BLUEPRINTS FOR EXPANSION
Esorus is now extending its services offline to its showroom in Maadi. While the online platform enables users to liaise directly with interior designers and browse through a variety of products, Laz knows that when buying high end, premium quality products, people prefer to do it in person.
“You cannot buy expensive things for your home online. It’s very difficult,” she says. “At the same time, the other options that have been made available include going to big exhibitions or visiting each store and supplier individually to select what you want. It wastes a lot of time.” In Esorus’ Maadi showroom, which is set up like a gallery, Laz explains that visitors will get to experience first-hand the characteristics and features of a product, and how it can be integrated in the home with the help of on-site designers. She utilises VR in the showroom to enable visitors to browse the full range of products offered by some of her supplier companies.
Nevertheless, her biggest challenge is dismantling the belief that interior design is costly. “People can actually use the services of a designer without it being expensive,” says Laz. “In fact, you can actually save money by hiring a professional based on a budget.

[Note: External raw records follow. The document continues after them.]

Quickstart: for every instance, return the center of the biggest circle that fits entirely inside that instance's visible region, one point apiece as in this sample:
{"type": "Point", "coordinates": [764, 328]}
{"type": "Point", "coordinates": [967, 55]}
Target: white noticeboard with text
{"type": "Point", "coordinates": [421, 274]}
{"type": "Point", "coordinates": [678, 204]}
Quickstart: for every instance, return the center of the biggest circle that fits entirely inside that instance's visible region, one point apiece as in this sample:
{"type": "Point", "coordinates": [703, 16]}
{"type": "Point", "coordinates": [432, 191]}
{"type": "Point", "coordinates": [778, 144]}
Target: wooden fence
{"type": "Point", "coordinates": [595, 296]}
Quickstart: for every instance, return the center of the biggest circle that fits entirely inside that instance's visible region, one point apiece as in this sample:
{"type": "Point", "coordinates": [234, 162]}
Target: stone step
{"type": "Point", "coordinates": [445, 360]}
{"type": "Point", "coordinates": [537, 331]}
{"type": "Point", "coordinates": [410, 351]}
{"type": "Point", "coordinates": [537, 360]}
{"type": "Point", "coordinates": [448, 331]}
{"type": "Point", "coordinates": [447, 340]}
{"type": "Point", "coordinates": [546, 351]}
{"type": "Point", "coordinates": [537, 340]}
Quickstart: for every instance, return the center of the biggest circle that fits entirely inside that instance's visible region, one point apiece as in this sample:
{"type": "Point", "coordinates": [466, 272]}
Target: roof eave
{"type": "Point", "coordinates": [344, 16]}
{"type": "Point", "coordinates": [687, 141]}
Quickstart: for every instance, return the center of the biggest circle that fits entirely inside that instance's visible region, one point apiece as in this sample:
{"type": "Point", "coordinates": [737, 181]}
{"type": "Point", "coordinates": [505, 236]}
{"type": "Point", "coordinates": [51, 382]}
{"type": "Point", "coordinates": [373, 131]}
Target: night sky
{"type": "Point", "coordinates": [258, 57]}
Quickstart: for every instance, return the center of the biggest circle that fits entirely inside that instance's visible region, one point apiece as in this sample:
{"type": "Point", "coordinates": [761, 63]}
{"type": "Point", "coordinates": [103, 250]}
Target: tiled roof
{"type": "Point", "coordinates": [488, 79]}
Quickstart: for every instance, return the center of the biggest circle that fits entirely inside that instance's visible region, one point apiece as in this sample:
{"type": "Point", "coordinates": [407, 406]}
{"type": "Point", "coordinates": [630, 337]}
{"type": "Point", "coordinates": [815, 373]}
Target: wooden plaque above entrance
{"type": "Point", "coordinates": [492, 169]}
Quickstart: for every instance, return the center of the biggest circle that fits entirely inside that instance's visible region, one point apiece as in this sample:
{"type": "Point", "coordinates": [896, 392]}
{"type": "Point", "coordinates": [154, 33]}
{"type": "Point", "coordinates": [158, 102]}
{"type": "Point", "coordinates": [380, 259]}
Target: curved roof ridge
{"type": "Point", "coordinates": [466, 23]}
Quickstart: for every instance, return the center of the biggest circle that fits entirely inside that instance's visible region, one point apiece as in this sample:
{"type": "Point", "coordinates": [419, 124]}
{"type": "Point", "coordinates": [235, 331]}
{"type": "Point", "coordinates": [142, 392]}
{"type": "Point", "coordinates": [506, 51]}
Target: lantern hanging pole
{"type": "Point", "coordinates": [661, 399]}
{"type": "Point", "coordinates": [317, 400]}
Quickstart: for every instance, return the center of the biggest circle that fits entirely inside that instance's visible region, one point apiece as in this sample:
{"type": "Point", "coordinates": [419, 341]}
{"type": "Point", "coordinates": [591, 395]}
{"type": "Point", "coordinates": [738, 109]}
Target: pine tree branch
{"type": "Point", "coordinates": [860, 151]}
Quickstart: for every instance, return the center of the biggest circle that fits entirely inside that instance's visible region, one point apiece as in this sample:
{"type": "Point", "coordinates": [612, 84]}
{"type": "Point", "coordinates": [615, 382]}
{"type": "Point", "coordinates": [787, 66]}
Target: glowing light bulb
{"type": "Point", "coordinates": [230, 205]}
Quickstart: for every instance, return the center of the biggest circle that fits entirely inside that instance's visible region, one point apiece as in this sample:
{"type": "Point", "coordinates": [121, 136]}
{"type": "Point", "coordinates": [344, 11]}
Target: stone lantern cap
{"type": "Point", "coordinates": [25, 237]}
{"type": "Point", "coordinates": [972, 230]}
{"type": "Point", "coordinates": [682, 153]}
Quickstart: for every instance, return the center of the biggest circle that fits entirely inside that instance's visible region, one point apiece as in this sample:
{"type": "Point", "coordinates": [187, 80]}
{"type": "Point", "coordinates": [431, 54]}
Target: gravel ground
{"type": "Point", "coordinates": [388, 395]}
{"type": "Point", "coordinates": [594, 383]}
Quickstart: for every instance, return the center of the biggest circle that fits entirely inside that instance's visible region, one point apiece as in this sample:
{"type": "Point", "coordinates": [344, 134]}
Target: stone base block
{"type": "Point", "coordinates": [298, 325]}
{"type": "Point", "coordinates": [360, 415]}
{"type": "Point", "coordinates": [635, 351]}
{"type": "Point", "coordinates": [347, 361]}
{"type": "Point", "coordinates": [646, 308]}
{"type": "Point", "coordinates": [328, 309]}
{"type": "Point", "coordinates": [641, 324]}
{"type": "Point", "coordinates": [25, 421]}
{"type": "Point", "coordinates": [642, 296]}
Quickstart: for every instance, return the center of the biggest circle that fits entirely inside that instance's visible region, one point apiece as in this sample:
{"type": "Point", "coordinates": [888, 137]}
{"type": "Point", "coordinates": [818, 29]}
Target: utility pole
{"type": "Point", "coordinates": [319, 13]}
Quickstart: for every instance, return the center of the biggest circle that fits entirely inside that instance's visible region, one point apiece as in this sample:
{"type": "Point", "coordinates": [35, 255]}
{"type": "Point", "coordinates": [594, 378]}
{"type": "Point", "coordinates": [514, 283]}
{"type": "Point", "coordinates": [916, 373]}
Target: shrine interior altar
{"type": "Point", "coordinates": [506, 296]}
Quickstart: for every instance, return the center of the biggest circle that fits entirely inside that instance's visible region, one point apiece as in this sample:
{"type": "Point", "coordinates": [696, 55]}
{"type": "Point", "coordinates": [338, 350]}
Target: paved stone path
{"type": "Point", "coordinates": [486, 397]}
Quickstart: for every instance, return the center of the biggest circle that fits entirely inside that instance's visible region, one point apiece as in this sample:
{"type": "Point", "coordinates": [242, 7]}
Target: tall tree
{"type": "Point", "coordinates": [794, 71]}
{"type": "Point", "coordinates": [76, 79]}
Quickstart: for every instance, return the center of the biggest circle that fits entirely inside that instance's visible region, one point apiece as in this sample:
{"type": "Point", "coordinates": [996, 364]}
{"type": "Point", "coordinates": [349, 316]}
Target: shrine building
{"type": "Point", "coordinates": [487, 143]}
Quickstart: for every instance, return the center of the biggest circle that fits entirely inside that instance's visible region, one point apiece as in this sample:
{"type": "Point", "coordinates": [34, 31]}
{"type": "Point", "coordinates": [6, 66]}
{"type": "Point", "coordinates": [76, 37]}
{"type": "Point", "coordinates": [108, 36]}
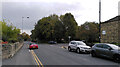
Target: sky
{"type": "Point", "coordinates": [83, 10]}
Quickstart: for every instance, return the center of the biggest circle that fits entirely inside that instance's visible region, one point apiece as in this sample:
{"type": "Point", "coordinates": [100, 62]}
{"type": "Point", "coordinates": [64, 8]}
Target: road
{"type": "Point", "coordinates": [55, 55]}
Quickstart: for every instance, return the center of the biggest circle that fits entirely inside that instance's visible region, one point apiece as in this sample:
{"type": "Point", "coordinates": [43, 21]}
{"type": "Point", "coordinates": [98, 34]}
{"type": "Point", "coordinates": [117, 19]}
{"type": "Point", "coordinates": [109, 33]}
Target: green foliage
{"type": "Point", "coordinates": [55, 28]}
{"type": "Point", "coordinates": [58, 29]}
{"type": "Point", "coordinates": [9, 33]}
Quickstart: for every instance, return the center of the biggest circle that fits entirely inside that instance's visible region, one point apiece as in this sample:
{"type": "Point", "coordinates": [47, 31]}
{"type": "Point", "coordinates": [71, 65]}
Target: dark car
{"type": "Point", "coordinates": [52, 42]}
{"type": "Point", "coordinates": [33, 46]}
{"type": "Point", "coordinates": [106, 50]}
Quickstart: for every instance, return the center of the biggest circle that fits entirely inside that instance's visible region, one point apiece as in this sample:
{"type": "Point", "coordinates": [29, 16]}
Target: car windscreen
{"type": "Point", "coordinates": [81, 43]}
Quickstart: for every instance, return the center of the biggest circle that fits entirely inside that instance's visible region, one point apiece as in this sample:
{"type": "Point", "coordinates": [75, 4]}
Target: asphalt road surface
{"type": "Point", "coordinates": [54, 55]}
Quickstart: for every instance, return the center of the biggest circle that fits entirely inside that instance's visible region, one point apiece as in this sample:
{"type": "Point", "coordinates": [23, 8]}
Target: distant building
{"type": "Point", "coordinates": [110, 30]}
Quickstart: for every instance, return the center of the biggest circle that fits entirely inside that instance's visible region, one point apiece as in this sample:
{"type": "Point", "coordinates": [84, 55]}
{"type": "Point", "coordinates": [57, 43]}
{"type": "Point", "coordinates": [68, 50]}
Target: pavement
{"type": "Point", "coordinates": [22, 57]}
{"type": "Point", "coordinates": [48, 55]}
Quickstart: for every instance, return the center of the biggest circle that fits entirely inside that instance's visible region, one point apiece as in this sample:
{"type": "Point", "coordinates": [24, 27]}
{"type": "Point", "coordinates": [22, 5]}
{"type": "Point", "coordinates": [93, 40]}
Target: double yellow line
{"type": "Point", "coordinates": [36, 59]}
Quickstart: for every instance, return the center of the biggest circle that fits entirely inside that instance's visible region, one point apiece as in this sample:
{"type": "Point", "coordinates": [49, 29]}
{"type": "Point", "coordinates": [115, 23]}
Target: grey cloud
{"type": "Point", "coordinates": [14, 11]}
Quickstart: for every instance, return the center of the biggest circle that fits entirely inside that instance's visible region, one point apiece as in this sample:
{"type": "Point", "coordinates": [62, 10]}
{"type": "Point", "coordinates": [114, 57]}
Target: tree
{"type": "Point", "coordinates": [70, 25]}
{"type": "Point", "coordinates": [89, 31]}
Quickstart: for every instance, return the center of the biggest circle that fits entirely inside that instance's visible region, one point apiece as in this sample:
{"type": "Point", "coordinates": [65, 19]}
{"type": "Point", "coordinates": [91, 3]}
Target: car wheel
{"type": "Point", "coordinates": [69, 48]}
{"type": "Point", "coordinates": [78, 50]}
{"type": "Point", "coordinates": [117, 58]}
{"type": "Point", "coordinates": [93, 54]}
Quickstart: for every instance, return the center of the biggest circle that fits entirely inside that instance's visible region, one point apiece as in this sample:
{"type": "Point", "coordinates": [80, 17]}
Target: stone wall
{"type": "Point", "coordinates": [8, 50]}
{"type": "Point", "coordinates": [111, 32]}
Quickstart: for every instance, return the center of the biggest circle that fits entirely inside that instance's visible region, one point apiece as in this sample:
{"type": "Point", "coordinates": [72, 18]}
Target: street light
{"type": "Point", "coordinates": [99, 21]}
{"type": "Point", "coordinates": [22, 23]}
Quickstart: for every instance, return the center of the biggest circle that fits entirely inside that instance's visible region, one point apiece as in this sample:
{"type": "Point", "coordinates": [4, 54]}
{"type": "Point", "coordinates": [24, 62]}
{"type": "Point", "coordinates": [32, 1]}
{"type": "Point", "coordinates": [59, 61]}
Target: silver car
{"type": "Point", "coordinates": [79, 47]}
{"type": "Point", "coordinates": [106, 50]}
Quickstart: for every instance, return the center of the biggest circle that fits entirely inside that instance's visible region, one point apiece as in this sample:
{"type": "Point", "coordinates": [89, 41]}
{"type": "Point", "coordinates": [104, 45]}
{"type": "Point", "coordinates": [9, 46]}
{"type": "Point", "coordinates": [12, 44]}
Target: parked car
{"type": "Point", "coordinates": [79, 47]}
{"type": "Point", "coordinates": [106, 50]}
{"type": "Point", "coordinates": [33, 46]}
{"type": "Point", "coordinates": [52, 42]}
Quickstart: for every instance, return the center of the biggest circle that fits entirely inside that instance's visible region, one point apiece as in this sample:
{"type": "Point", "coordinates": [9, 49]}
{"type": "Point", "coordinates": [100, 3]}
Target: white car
{"type": "Point", "coordinates": [79, 47]}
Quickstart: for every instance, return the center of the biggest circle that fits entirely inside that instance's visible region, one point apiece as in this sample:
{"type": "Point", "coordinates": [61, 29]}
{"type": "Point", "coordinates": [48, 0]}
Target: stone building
{"type": "Point", "coordinates": [110, 30]}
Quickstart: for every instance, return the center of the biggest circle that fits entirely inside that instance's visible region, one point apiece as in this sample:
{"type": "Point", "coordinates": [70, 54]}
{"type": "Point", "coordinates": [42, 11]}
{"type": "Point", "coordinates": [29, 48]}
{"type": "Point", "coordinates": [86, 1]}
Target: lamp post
{"type": "Point", "coordinates": [22, 23]}
{"type": "Point", "coordinates": [99, 21]}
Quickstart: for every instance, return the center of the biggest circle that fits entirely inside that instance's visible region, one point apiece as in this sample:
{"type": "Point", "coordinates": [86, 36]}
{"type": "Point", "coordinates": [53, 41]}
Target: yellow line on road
{"type": "Point", "coordinates": [37, 60]}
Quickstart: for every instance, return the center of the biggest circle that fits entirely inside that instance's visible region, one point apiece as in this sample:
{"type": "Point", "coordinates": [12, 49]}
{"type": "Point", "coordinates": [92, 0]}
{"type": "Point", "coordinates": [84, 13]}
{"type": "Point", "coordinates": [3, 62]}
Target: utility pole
{"type": "Point", "coordinates": [99, 21]}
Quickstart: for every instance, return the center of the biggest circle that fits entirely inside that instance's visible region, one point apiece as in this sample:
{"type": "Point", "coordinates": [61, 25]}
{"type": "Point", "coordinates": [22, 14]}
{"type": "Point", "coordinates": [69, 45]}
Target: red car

She adds that through their awareness campaigns, both online and offline, Esorus was successfully able to drive this message home. She hopes by further growing the platform, this preconception can be eradicated.
For now, though, Laz is eager to launch her startup’s B2C business in 2022 Q3, which will be based in the Maadi villa. Given the success of its B2B arm in such a short amount of time, Laz is optimistic about the future. “We already received organic requests, whether for designers or for those who want to furnish their homes,” she says. “Once we fully operate our B2C, we look forward to taking on large scale projects.”